Koda rosnąc kształcił się na silnego i sprawiedliwego władcę, ale lubił kłócić się i zakładać z jego siostrą Idią. Był zabawny.
Idia uwielbiała wyzwania i przygody. Była ciekawska. Czasami
przeceniała swoje siły. Leah stawała się coraz mądrzejsza. Była
nieśmiała. Umiała nieść pomoc oraz docenić czyjąś pomoc. Zari rosła na
śliczną,sprytną i zaradną lwiczkę. Lwiatka świetnie się razem bawiły.

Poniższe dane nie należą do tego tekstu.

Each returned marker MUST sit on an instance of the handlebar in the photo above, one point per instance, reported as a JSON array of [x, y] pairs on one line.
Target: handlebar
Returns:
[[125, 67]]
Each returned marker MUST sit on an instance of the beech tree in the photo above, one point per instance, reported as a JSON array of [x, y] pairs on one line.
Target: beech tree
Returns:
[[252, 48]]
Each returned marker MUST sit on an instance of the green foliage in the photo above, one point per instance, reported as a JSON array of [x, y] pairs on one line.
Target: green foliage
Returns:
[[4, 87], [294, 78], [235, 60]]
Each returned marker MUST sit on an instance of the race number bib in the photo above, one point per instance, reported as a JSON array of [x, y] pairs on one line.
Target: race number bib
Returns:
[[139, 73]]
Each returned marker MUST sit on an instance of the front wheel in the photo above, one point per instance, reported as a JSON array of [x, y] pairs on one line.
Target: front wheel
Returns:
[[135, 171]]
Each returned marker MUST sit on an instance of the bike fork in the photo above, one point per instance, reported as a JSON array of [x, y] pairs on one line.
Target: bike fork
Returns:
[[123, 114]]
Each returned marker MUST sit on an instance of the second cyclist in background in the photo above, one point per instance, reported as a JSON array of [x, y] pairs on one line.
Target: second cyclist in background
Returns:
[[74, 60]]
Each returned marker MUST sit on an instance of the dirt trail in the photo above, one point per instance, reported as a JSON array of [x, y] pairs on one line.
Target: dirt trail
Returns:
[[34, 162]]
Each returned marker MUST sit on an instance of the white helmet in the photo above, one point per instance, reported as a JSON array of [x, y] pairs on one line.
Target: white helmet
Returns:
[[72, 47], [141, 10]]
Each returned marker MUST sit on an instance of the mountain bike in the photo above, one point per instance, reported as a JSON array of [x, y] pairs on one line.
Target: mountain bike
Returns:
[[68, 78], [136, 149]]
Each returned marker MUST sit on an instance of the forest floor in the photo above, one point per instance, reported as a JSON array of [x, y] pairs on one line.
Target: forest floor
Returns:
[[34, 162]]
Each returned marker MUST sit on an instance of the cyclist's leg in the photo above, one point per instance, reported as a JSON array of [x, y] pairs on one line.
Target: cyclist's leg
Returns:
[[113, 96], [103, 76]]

( akurat Zari z nimi się teraz nie bawi)
Wszędzie było ich pełno! Pewnego dnia na spacer wziął je Zazu...
Zazu: Baczność!
Lwiątka ustawiły się w szeregu.
Zazu: Uwaga! Uwaga! Od dzisiaj wasze życie się zmieni ponieważ....
Lwiątka przestały go słuchać bo Koda zaczął śmiesznie naśladować doradcę.
Zazu: Oto... Marabi
Nagle przed oczami lwiątek ukazała się biała jak śnieg lwica, o niebieskich jak niebo oczach.
Zazu: A to Sakka.
Prędko przybiegł wesolutki lewek o jasnej sierści i niebieskich oczach z brązową grzywą.

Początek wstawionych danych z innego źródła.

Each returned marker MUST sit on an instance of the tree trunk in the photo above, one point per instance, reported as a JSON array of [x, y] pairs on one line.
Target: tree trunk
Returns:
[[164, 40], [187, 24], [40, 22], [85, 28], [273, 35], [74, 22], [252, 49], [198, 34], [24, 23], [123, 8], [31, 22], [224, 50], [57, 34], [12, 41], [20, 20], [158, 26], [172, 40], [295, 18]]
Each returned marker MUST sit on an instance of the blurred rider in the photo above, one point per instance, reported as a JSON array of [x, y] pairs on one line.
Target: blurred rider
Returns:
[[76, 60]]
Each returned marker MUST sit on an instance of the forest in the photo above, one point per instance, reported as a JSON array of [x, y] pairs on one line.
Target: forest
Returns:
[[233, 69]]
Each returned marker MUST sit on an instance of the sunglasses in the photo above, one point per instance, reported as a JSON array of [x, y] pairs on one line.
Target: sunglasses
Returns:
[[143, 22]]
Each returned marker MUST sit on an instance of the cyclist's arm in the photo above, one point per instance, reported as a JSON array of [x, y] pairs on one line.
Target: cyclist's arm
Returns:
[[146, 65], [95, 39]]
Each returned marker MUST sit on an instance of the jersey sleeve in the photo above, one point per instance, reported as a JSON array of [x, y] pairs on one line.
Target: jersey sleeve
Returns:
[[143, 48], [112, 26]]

Zazu: A oto przedstawiam... Avonnę*
Spokojnie przyszła młoda lwica o jasno brązowej sierści,z grzywką i brązowymi oczami. Była to kuzynka Sakki.

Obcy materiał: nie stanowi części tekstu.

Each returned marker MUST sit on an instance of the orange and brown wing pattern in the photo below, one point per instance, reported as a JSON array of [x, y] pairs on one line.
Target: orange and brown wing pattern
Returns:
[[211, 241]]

Zazu: I ostatni młodzieniec... Naku
Pokazał się z uśmiechem ciemno brązowy lewek o zielonych oczach.
Zazu odleciał.
Idia: Cześć! Jestem Idia, a to mój brat Koda, to moja siostra Leah, i to moja kuzynka Zari.
Marabi: Mówcie mi Marbi.
Sakka: Miło mi.
Avonna: Hej!
Naku: Hejka!
Lwiątka bawiły się do późnej nocy.
Kiara: Idia, Leah, Koda chodźcie do domu!
Viatni: Zari chodź pora już spać!
Leah: Niestety musimy już iść...
Zari: Jeszcze bym się z wami pobawiła!
Koda: Szkoda!
Sakka: Niestety...
Marbi: To pa
Avonna: Spotykamy się jutro, w tym miejscu?
Naku: Pewnie! To żegnajcie! Do jutra!
Koda: Pa!
Koda, Leah i Idia poszli do domu i zasnęli na zewnątrz z mamą. Zari spała w środku.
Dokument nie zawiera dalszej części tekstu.